Aldeia do Gulag estalinista votou em liberdade nas eleições presidenciais do Cazaquistão

Antigo campo de concentração para mulheres
Foto: Luís Moreira

Akmola é uma vila pacata, situada 20 quilómetros a norte da capital do Cazaquistão, Astana, que tem 12 mil eleitores divididos por três mesas de voto, uma delas no centro cultural local. Pela manhã, com a neve a cair forte, os cidadãos vão entrando e votando nas eleições presidenciais com boletins com cinco candidatos. A contagem só termina hoje, mas os analistas locais e a as projeções apontam para uma vitória clara do atual presidente Kassym Jomart Tokayev, com 81% que já as tinha ganho em 2019 com 70%. E numa votação que, pelo menos na capital, decorreu de forma ordeira e democrática, na presença de delegados dos vários candidatos. Isto, embora alguns dos seus opositores tenham manifestado a esperança de vencer, à segunda volta.

A contagem dos votos prolonga-se pela semana, o que se explica dado o gigantismo do país, pelo que, resultados finais e oficiais, só na sexta-feeira.

Gulag motiva voto

Estivemos no domingo na pequena vila. A presidente da Mesa de Akmola, uma mulher de 42 anos, de seu nome Alzhir diz-nos que votaram, até às 10:00 locais, 411 dos 1.837 eleitores ali inscritos. A votação decorreu ordeiramente, na presença de duas observadoras locais e de um numeroso grupo de jornalistas internacionais.

Quando lhe perguntamos do que vive a localidade, responde que é uma zona rural, característica que lhe vem do facto de ali ter funcionado, na era do ditador soviético Joseph Estaline, um campo de concentração só de mulheres, que ali passavam vários anos a trabalhar na pecuária, na agricultura e na construção de infraestruturas, e que, neste caso, incluíam as barracas onde pernoitavam em condições desumanas e as próprias casas dos guardas que as vigiavam.

Foto: Luís Moreira / O MINHO

E conta a história triste da mãe que foi deportada da Ucrânia em 1937, por ter cometido “atos de traição” – o que no estalinismo apenas queria dizer que o Estado comunista precisava de mão-de-obra barata e, no caso, de esmagar o campesinato ucraniano -, e ali sofreu trabalhos forçados até 1942. Quando saiu, acabou por casar com um cazaque da região e ali ficou para o resto da vida.

O campo ficava junto um lago nas redondezas da vila e – diz-nos – ainda há rastos da sua existência física. Em plena vila, foi construído um monumento evocativo do sofrimento dos chamados ‘zek’s’, o nome depreciativo então dado aos prisioneiros. E ao fundo está um museu alusivo, que não pudemos visitar.

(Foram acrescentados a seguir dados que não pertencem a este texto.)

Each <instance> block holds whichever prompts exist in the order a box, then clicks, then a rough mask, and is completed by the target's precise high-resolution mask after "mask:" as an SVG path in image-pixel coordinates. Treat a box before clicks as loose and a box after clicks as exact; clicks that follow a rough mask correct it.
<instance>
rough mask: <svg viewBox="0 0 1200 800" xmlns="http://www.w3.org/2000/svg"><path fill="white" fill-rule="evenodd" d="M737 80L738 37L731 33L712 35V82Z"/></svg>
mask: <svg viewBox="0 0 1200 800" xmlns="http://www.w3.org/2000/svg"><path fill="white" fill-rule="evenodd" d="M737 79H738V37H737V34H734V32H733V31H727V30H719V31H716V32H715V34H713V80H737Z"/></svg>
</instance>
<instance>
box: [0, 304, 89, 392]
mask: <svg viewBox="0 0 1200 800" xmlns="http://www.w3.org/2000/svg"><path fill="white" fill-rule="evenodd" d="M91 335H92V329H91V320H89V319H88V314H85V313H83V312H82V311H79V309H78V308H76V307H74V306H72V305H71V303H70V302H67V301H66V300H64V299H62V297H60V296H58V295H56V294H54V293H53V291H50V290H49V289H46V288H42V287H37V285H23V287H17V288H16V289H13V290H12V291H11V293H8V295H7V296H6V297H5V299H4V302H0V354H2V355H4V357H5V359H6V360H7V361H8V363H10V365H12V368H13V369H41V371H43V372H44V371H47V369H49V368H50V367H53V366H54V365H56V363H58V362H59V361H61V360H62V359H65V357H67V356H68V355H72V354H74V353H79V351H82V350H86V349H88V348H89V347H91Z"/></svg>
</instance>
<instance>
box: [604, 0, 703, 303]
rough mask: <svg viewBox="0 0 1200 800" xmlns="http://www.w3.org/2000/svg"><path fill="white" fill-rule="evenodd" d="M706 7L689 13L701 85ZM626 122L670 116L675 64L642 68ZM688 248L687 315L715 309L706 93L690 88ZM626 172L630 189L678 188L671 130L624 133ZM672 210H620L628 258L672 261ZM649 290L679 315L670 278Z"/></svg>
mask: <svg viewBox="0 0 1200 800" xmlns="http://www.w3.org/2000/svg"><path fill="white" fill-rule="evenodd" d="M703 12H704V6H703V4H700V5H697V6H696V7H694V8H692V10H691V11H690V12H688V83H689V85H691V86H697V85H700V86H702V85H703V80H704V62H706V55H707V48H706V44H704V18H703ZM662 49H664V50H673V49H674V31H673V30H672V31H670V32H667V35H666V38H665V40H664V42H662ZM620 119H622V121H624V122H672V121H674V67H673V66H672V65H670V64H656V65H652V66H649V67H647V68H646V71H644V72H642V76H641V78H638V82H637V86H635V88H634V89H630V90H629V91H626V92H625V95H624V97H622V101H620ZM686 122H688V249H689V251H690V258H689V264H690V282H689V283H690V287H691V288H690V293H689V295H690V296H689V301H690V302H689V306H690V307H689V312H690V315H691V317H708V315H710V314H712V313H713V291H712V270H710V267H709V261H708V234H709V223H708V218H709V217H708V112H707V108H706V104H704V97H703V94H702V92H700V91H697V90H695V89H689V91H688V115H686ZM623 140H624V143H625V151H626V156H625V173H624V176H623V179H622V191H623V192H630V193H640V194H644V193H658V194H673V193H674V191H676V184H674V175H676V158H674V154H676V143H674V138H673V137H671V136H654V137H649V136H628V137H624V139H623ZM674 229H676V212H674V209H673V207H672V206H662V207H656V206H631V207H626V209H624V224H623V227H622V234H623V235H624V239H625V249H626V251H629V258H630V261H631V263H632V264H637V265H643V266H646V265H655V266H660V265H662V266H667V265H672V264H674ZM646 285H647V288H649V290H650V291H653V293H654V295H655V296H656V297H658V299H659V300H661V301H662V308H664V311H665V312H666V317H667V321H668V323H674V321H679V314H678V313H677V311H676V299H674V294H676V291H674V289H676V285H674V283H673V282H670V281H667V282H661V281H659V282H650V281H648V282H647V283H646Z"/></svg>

Curiosamente, e já depois de ter dito que nenhum cazaque tem saudades da União Soviética, a intérprete que nos acompanhava, uma jovem de 24 anos, licenciada na Universidade de Almaty (a capital histórica e a maior do país), de seu nome Rakhilya, diz-nos que o seu avô também sofreu as agruras do Gulag, num outro campo mais a norte, em Karlit, perto da mítica cidade de Karaganda. “Há dezenas de milhares de cazaques que passaram pelos campos e não querem repetir a experiência. Daí que acorram a votar pela democracia”, acentua.

Cá fora, e numa praça de grande dimensão, impõe-se um também enorme monumento, mas este dedicado aos heróis da 2.ª Guerra Mundial. Neva com persistência, estão quase dez graus negativos, mas nem por isso um grupo de pessoas deixa de conversar ao abrigo de um tufo de árvores descarnadas e uma mãe passeia o filho, ainda criança, num trenó apropriado. A presença da era soviética nota-se, ainda, no estilo antiquado dos apartamentos, ainda que com melhorias recentes, o que contrasta com a enorme quantidade de edifícios novos e arrojados da capital, que não cessa de crescer.

Observadores apoiam

De regresso à capital, onde pela manhã, numa outra mesa de voto numa das modernas zonas residenciais da urbe, tínhamos constatado a normalidade da votação, sempre vigiada por observadores ligados aos vários candidatos, fomos como que submetidos a um conjunto de ‘briefings’ de vários observadores internacionais, ligados a parlamentos ou organizações de Itália, da Palestina, do Canadá, do México, da Organização dos Estados Islâmicos, da Arménia e da Geórgia, e outros mais. Todos coincidentes no louvor às reformas democráticas em curso no país e garantindo que, nas deslocações às mesas de voto, nada encontraram de irregular, nem nenhum observador da oposição se queixou.

Foto: Luís Moreira / O MINHO

Durante o dia, via-se pouca polícia nas ruas e, pelo menos aparentemente, não houve qualquer distúrbio.